Photo: Four forces act on a plane in flight. When the plane flies horizontally, lift from the wings exactly balances the plane’s weight. But the other two forces do not balance: the thrust from the engines pushing forward always exceeds the drag (air resistance) pulling the plane back. That’s why the plane moves through the air. Photo by Kemberly Dawn Groue courtesy of US Air Force.

If you’re trying to understand how planes fly, you need to be clear about the difference between the engines and the wings and the different jobs they do. A plane’s engines are designed to move it forward at high speed. That makes air flow rapidly over the wings, which throw the air down toward the ground, generating an upward force called lift that overcomes the plane’s weight and holds it in the sky. So it’s the engines that move a plane forward, while the wings move it upward.

Diagram showing Newton's third law of motion applied to the wings and engines of a plane.

Photo: Newton’s third law of motion explains how the engines and wings work together to make a plane move through the sky.
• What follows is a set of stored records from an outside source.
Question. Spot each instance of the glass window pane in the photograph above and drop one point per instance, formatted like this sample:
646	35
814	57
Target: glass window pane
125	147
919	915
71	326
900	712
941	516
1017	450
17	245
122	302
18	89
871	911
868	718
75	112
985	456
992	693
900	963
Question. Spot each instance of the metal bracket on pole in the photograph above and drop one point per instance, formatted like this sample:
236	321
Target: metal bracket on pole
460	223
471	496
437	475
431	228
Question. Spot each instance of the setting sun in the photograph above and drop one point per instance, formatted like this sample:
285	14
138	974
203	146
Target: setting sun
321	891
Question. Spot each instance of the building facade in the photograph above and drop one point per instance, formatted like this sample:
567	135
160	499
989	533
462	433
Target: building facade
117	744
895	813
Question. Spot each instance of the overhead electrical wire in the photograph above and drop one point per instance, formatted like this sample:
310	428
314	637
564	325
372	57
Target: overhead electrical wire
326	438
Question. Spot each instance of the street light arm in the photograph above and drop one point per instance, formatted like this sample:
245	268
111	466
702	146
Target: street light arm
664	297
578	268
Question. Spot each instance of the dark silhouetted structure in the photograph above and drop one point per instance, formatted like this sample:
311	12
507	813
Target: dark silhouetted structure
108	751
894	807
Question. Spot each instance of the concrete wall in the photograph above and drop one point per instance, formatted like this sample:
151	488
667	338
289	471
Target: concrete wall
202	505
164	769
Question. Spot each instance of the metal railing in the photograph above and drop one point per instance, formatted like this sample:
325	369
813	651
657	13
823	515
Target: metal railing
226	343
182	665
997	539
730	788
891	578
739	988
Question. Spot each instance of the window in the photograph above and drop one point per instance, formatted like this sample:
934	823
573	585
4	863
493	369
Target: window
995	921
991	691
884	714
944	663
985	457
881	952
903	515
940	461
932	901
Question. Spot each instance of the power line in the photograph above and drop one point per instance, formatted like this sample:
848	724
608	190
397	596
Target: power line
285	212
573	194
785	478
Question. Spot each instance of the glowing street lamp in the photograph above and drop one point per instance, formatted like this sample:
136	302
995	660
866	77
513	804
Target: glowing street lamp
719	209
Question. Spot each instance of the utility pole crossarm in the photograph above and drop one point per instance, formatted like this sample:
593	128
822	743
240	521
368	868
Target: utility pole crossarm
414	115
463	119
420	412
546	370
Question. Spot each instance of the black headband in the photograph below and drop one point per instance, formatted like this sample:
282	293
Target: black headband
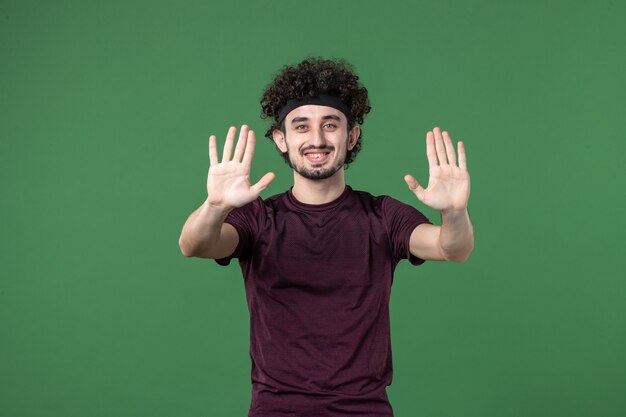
320	100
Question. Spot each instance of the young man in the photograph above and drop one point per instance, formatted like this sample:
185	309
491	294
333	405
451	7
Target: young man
318	259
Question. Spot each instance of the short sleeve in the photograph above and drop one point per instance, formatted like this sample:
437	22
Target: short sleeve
401	219
246	222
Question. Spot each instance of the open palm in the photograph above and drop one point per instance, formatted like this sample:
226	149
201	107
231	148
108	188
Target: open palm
448	183
228	181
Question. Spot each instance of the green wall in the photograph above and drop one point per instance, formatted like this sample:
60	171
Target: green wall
105	111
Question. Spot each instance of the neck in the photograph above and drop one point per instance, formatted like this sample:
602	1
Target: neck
309	191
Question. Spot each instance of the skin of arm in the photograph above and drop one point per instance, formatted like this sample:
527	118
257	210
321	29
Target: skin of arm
447	191
204	234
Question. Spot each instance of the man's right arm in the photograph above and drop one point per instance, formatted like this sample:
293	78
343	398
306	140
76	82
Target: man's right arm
205	235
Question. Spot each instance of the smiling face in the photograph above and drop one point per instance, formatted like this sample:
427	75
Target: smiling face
316	140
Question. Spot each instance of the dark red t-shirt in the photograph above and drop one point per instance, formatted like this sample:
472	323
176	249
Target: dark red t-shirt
318	280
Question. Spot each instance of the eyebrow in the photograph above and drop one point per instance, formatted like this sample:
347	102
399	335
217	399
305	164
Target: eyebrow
327	117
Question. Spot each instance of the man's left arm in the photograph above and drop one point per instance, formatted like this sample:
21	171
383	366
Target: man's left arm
447	191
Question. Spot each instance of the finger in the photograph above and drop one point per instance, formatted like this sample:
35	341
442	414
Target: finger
449	148
213	150
241	143
263	182
414	186
431	153
441	150
249	151
228	145
462	157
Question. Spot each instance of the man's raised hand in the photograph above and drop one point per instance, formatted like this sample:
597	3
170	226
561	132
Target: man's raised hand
228	182
449	182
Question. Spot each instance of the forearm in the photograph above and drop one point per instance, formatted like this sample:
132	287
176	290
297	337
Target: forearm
202	229
457	235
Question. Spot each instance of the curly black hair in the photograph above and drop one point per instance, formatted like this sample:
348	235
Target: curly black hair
311	77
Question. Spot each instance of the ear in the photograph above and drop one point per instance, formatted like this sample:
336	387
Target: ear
279	139
353	136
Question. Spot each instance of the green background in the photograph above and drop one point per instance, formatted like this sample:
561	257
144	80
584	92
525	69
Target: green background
105	111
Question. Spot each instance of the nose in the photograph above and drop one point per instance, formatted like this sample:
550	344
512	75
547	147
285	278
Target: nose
317	138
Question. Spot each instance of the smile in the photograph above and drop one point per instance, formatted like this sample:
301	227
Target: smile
316	156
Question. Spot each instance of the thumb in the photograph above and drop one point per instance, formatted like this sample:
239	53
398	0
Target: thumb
414	186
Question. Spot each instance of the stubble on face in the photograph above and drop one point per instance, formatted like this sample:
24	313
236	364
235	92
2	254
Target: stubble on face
316	173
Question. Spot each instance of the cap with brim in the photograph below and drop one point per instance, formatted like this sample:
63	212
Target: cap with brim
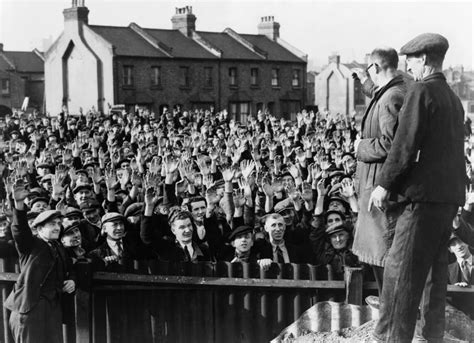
69	229
337	227
36	199
134	210
31	215
72	212
89	205
241	230
426	43
112	217
46	216
81	187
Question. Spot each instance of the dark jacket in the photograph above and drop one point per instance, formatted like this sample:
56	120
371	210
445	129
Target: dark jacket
426	160
36	263
373	233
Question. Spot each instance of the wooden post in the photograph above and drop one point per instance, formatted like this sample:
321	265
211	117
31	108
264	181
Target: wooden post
83	302
354	285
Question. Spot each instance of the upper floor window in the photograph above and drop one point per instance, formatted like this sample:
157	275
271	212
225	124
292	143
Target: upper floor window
156	76
128	75
5	86
184	76
296	79
233	76
275	77
208	76
254	76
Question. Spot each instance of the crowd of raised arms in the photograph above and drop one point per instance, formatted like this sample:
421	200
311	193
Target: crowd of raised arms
189	186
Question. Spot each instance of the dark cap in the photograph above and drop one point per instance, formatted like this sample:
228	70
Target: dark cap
46	216
337	227
71	212
134	210
426	43
80	187
69	229
112	217
89	205
241	230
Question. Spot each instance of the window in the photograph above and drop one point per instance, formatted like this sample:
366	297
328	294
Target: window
208	76
184	76
296	80
233	76
128	75
156	76
254	77
275	77
6	86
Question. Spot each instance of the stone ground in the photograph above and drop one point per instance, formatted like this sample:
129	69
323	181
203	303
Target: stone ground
361	334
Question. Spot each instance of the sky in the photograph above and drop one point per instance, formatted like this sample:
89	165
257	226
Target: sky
319	28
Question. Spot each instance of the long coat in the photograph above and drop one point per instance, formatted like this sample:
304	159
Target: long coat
36	263
374	229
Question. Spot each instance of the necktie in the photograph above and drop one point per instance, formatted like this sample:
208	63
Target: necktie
280	258
466	273
119	249
186	252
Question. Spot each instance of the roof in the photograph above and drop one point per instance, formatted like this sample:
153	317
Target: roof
127	42
25	61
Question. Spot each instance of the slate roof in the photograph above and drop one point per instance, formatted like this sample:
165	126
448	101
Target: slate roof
126	41
129	43
25	61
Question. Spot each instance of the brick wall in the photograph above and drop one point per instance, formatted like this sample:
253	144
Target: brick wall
172	93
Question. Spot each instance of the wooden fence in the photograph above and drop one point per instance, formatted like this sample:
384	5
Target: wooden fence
186	302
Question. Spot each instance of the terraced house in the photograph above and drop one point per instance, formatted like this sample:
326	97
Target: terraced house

The force of the hot exhaust gas shooting backward from the jet engine pushes the plane forward. That creates a moving current of air over the wings. The wings force the air downward and that pushes the plane upward. Photo by Samuel Rogers (with added annotations by courtesy of US Air Force. Read more about how engines work in our detailed article on jet engines.

How do wings make lift?


Okay, so the wings are the key to making something fly—but how do they work? In most science books, you’ll read that airplane wings have a curved upper surface and a flatter lower surface, making a cross-sectional shape called an airfoil (or aerofoil, if you’re British):

Photo showing airfoil wing on the NASA Centurion solar-powered plane.
Photo: An airfoil wing has a curved upper surface and a flat lower surface. This is the wing on NASA’s solar-powered Centurion plane. Photo by Tom Tschida courtesy of NASA Armstrong Flight Research Center.

When air rushes over the curved upper wing surface, it has to travel further and go slightly faster than the air that passes underneath. According to a basic theory of physics called Bernoulli’s law, fast-moving air is at lower pressure than slow-moving air, so the pressure above the wing is lower than the pressure below, creating the lift that holds the plane up. Although this explanation of how wings work is widely repeated, it’s not the whole story. If it were the only factor involved, planes couldn’t fly upside down. Flipping a plane over would produce “downlift” and send it crashing to the ground!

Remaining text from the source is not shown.